On the other side of the coin, some features of the English-language school where I worked did catch my notice. Generally, the students or teachers were not treated well by the top management of the school, and the director in particular. The teachers, because they were foreigners, were paid a salary that was high relative to what Turkish teachers made (although this is no longer true). On the other hand, most of the teachers were not professionals but the back-packer type of young Westerners. The students were easily the best part of the school. Because most of the students were coming from Turkey’s working classes or lower-middle classes, and were trying to learn English for a specific educational or professional goal which they regarded as of vital importance, they were basically attentive, hard-working students.
But at the same time I couldn’t understand how the school could possibly be making money. For one thing, the poor management and the ill treatment of teachers and students kept student numbers low. On that basis, the combination of high salaries for teachers and the lower-class fees paid by the students (with the Zaman journalists, as far as I knew, also getting a discount), suggested that there could not be much of a profit margin, if any. The only way for the school to keep operating was if it was receiving financial support from elsewhere. Even more surprising was the fact that the school was part of a chain of such schools — and as I observed in the following years, it was a chain that continued to expand. That observation was my first introduction to the finances of Gülen’s empire.
[to be continued ]
NOTES
(1) I will deliberately refrain from using the name of this dersane because little of what I shall be explaining can actually be proven.
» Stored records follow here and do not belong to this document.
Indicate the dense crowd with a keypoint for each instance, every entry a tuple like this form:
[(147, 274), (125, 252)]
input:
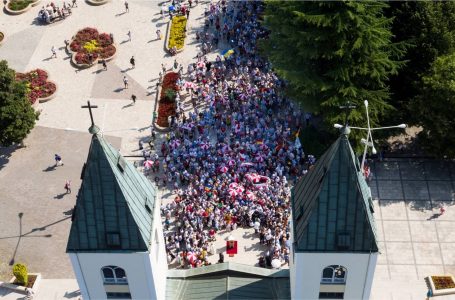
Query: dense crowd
[(230, 159)]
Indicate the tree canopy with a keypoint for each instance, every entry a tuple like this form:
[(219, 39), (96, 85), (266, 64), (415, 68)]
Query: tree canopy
[(17, 116), (333, 52), (436, 108), (429, 28)]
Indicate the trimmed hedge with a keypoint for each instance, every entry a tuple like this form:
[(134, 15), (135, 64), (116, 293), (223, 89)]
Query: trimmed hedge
[(177, 33)]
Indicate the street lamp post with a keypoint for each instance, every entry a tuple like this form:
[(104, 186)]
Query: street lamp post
[(369, 140)]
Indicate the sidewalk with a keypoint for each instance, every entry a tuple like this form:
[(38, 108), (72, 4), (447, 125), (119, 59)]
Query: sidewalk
[(49, 289)]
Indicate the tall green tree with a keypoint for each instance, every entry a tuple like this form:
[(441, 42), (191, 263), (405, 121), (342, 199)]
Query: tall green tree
[(429, 28), (333, 52), (17, 116), (436, 108)]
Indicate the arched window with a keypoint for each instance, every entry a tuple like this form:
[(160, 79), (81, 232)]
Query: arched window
[(334, 274), (114, 275)]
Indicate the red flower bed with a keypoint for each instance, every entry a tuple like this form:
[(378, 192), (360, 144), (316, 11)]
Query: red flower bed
[(167, 106), (103, 47), (37, 84)]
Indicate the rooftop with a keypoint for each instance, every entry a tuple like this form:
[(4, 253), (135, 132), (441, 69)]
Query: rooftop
[(332, 205), (114, 206)]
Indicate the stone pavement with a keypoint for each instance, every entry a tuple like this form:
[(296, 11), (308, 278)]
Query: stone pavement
[(415, 240), (35, 210)]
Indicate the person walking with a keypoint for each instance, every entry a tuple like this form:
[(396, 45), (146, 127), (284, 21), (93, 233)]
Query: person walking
[(58, 160), (68, 186), (29, 293), (54, 53)]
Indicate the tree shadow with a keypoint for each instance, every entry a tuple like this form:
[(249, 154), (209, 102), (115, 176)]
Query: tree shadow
[(5, 154), (27, 234), (60, 196)]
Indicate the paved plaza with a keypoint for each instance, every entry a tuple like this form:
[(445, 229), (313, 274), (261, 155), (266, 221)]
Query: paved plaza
[(415, 240)]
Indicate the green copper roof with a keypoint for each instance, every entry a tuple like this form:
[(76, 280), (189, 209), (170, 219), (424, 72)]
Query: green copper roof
[(332, 207), (228, 281), (114, 206)]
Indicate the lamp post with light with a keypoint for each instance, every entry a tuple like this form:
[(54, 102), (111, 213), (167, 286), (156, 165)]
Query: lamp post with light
[(368, 142)]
In fact, the official founder of this particular dersane (and the chain of cram schools it is associated with) has, in recent years, strongly rejected allegations that his companies have had any connection to Gülen; he has even claimed that his schools were competing against Gülen’s schools. This was followed by the sale of most of his stake in his chain of cram schools. At the same time, a cursory social media scan reveals that foreign teachers at this English-language school have remained convinced that the chain was connected to Gülen, and messages to that effect can be found from as recently as two years ago. As will be explained, this particular cram school was cooperating with Zaman when I was a teacher there in 1999-2000, and that cooperation was continuing as late as 2009. That would match the pattern exhibited by Gülen’s schools in the U.S., where work contracts advertised by Gülen’s schools are frequently awarded to companies owned by figures close to Gülen. All of this illustrates the basic problem when trying to identify who is cooperating with Gülen: lots of signs, plenty of rumors, but very little in terms of concrete evidence.
(2) Zaman newspaper, founded in the mid-1980s, was Gülen’s most important media organization. Its headquarters were near Şirinevler, only a kilometer or two up the E-5 highway, in a neighborhood called Yeni Bosna.
(3) An article that resulted from that interview used to be accessible on-line, but Zaman’s archives were taken off of the internet after the newspaper was shut down by the Turkish state.